Maturation of hydrocarbon reserves often occurs conjointly with an increase in flow assurance challenges. Deposition of paraffin and/or asphaltene is at the forefront of these challenges. Well maturity, declining reservoir pressure, coupled with hydrocarbon deposition, negatively impact the economic potential of a given reserve. Trinidad's Block Two Region is inundated with hundreds of mature paraffinic wells. To maintain cost effectiveness; proactive initiatives must be implemented with minimal operational expenditure. One such initiative used in the remediation of downhole hydrocarbon deposition, is the implementation of downhole treatment via chemical additives. Newer wells are often completed with allowances to enable targeted downhole chemical remediation. However, for older wells, as is the case in some Trinidad onshore blocks, the implementation of these enhanced modes of downhole chemical delivery, typically requires redesign of the downhole completion. The capital associated with this activity is considered cost prohibitive given the current oil price and low oil production from majority of these wells.
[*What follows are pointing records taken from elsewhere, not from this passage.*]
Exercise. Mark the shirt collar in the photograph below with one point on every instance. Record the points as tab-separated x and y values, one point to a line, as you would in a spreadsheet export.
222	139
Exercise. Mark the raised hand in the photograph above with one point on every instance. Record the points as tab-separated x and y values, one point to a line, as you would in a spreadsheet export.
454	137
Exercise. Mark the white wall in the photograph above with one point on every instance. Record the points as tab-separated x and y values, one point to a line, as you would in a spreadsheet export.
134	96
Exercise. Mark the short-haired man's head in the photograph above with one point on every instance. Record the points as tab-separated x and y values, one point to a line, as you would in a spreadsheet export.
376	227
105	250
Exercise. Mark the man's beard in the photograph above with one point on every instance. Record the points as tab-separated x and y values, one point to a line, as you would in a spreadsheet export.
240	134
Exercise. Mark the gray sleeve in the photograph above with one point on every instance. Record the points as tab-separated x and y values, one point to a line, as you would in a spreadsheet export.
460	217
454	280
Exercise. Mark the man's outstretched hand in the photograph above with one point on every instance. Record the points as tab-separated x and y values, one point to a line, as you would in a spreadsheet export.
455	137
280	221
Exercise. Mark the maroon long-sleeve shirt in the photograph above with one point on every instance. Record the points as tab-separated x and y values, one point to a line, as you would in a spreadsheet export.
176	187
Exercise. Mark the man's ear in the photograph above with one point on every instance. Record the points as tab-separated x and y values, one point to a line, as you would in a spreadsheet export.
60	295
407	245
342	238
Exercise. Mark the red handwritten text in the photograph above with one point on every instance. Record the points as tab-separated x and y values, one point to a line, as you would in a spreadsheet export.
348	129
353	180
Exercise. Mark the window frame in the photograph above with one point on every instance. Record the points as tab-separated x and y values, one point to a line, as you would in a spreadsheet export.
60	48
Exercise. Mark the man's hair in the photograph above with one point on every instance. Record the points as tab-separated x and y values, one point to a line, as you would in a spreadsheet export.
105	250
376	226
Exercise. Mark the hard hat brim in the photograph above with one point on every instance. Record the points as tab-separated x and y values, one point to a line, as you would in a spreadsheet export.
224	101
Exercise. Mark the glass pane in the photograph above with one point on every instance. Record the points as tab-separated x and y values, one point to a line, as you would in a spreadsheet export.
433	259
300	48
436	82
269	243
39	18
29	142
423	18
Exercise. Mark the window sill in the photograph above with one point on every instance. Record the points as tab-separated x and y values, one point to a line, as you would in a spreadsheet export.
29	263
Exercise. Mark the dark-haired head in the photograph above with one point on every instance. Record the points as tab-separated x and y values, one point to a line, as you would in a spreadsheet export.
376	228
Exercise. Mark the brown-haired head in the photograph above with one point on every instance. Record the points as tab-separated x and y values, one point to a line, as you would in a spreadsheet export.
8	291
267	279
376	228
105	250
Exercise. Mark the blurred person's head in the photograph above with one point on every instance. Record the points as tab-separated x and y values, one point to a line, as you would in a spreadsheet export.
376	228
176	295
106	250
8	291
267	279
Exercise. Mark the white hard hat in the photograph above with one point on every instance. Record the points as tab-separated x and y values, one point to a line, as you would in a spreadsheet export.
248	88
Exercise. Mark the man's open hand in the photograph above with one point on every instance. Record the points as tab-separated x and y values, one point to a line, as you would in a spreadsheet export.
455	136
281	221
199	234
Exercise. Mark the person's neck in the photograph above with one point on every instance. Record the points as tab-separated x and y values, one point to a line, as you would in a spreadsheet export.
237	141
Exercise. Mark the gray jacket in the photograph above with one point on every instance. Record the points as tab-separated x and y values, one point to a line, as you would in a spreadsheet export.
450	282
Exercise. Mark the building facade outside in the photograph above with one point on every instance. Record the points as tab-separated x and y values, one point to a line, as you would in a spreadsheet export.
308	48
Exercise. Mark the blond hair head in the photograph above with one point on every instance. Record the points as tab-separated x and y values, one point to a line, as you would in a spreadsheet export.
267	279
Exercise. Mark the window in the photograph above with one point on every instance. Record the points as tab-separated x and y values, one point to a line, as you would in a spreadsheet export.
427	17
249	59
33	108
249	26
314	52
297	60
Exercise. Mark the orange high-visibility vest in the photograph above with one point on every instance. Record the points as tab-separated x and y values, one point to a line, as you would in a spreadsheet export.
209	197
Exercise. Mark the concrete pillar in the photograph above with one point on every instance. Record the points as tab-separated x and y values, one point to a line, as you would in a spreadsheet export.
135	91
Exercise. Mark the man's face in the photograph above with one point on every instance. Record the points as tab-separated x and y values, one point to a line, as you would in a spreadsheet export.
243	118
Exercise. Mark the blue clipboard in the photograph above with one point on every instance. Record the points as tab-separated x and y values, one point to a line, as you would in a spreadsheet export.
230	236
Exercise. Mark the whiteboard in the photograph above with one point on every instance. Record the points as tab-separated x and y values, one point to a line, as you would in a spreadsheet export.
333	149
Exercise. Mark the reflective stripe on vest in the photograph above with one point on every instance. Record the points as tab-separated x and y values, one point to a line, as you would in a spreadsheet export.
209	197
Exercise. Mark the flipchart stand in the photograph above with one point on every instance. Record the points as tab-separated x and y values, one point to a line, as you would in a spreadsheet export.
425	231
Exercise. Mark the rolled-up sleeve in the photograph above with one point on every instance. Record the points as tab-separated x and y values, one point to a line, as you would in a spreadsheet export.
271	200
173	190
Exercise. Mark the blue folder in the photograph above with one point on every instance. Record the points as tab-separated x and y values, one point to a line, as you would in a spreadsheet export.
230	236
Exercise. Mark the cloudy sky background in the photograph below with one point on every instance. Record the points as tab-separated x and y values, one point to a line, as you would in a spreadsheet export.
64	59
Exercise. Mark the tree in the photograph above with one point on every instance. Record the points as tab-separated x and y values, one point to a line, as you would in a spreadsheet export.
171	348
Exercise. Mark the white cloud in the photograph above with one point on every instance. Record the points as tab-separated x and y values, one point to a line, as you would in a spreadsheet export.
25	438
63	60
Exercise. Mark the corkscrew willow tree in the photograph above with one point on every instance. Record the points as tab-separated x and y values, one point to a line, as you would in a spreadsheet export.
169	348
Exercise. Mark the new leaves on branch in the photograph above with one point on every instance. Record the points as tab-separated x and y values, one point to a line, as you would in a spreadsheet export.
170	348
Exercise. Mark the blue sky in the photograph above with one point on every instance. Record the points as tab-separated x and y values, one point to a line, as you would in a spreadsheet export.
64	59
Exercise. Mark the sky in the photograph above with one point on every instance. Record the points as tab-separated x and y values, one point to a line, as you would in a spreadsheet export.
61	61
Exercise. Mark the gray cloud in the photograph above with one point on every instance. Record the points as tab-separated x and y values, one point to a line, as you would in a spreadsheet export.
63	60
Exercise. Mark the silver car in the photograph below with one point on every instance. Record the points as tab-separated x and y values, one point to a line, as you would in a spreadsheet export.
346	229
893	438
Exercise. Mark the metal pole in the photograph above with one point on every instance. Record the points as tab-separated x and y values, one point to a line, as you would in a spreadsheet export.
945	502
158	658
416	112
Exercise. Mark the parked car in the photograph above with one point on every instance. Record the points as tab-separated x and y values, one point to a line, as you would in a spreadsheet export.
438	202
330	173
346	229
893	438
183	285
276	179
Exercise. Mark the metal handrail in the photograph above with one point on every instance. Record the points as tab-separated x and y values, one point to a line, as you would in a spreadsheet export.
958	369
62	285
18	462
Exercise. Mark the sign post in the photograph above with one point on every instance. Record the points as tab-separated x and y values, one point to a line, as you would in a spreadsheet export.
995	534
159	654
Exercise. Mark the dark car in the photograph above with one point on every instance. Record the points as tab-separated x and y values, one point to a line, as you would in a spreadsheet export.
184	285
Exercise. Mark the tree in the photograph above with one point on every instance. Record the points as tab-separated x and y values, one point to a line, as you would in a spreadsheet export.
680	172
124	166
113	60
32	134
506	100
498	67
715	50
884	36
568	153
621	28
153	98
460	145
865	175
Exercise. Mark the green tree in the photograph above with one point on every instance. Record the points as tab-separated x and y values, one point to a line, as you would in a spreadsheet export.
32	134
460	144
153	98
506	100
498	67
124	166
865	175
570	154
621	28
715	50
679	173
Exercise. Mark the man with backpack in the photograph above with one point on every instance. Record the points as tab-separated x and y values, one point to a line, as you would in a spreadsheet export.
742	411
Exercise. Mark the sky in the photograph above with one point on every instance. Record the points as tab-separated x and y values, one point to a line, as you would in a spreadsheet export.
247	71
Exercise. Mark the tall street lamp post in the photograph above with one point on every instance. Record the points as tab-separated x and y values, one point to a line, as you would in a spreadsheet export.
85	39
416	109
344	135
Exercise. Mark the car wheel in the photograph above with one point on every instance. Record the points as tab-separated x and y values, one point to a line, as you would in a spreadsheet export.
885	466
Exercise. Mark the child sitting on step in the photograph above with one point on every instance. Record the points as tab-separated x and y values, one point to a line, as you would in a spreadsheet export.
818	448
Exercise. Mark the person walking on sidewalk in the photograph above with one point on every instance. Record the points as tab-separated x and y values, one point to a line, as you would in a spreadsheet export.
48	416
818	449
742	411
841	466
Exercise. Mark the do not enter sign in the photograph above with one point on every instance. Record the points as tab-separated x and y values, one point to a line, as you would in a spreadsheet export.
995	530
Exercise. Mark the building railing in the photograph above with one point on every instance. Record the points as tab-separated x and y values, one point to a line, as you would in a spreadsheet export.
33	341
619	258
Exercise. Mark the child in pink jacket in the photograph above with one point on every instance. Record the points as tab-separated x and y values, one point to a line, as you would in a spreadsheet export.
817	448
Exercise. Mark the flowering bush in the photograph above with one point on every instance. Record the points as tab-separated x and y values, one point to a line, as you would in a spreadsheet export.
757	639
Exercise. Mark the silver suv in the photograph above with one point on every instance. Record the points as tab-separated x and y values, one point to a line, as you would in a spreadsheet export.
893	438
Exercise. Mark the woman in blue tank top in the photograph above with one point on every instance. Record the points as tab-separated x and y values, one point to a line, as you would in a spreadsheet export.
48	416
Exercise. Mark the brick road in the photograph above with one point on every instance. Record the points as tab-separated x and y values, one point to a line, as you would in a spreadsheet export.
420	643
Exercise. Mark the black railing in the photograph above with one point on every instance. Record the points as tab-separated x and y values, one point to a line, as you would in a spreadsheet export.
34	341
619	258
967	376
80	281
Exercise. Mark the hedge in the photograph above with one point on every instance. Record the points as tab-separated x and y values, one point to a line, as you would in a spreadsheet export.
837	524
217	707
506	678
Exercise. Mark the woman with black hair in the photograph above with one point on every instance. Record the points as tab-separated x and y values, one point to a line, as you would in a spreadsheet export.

This paper serves to highlight the profitability study with regards to the successful implementation of three common modes of topside treatment of paraffin deposition; steam treatment, annular chemical injection, and periodic batch treatment. It will also compare the return on investment associated with these successful applications. In this present economic climate, it is imperative for producers to adopt a proactive approach in the resolution of flow assurance challenges, namely hydrocarbon deposition, to ensure maximized production.